Bank of England delivers expected rate cut but remains downbeat compared with the OBR, suggesting bad news to come for the Chancellor

The Bank of England’s Monetary Policy Committee delivered a widely expected rate cut, but more significant was the updated forecasts showing the Bank remains downbeat about medium-term growth, suggesting Rachel Reeves will have to raise taxes to keep to her fiscal rules, the Resolution Foundation said today (Thursday).

While other major central banks have put rates on hold over the summer, the Bank of England cut rates by 0.25 percentage points, the fifth reduction since the Bank started cutting rates a year ago. Bank Rate is now at 4 per cent, its lowest level since March 2023.

Mortgagors will welcome today’s rate cut, but many families are set to see repayments rise over the next year. Around 625,000 households coming off two-year fixed deals in the next 12 months can expect lower rates on renewal, but around 700,000 households face rises over the next year, as they roll off low five-year fixes agreed in 2020 and 2021.

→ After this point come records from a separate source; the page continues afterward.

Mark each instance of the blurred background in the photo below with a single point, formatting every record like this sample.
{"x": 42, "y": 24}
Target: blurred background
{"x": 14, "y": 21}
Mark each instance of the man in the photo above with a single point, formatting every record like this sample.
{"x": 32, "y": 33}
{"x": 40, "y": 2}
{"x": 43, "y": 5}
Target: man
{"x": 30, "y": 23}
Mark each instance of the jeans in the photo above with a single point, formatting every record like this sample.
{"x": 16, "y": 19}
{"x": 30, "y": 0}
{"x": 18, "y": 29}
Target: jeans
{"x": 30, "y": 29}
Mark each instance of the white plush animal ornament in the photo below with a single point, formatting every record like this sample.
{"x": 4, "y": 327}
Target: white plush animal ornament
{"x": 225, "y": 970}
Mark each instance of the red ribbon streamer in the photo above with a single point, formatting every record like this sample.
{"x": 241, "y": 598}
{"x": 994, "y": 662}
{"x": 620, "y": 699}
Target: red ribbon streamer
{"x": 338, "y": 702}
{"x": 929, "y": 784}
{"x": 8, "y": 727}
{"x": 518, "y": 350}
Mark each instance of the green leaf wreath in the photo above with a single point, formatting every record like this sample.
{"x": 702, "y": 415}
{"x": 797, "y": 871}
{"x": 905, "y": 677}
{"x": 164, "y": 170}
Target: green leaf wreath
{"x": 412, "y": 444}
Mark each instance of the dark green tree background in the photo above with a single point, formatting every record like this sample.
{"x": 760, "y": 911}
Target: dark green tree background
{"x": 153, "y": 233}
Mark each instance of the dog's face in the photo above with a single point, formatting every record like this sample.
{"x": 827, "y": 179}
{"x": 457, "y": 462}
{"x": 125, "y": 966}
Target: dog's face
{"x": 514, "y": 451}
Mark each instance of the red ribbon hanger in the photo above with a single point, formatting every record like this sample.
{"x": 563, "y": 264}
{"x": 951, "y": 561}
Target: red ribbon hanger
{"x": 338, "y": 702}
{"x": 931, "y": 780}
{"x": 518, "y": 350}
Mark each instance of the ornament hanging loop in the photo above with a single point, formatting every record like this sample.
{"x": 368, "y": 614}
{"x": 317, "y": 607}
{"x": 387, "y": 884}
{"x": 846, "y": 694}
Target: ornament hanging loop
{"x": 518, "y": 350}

But there was bad news for the Chancellor: while the Bank of England’s growth forecasts were little changed, they remain more pessimistic than those made by the Office for Budget Responsibility (OBR) in the medium term. For example, the Bank is expecting growth of just 1.2 per cent in 2026 compared to an OBR forecast of 1.9 per cent. If the OBR brings its forecast closer to that made by the Bank of England, it is likely that the Chancellor will face a significant shortfall against her fiscal rules at the Autumn Budget.

And, elsewhere, there was little in the Bank’s forecasts to bring cheer to struggling families. The Bank is forecasting higher inflation in the coming months with CPI now expected to peak at 4 per cent in September, rather than the 3.7 per cent that was expected at the time of the May Report, with much of that coming from higher food-price inflation. Real wage growth is also expected to slow sharply from around 3.8 per cent in 2024 to just 0.5 per cent this year.

James Smith, Research Director at the Resolution Foundation, said:

“There was bad news for the Chancellor from the Bank of England today as its forecasts remain more pessimistic on growth than the Office for Budget Responsibility, suggesting bad news is coming at the Autumn Budget.

“Bank Rate is now 4 per cent – its lowest level since March 2023. While this will be broadly welcomed by mortgagors, around 700,000 families will still see repayments rise as they come off five-year fixed-rate deals.

“The was also bad news from the Bank of England for families struggling with the cost of living: inflation is set to be higher than previously expected, with food inflation rising further in the coming months, and real wage growth set to hit a brick wall this year.”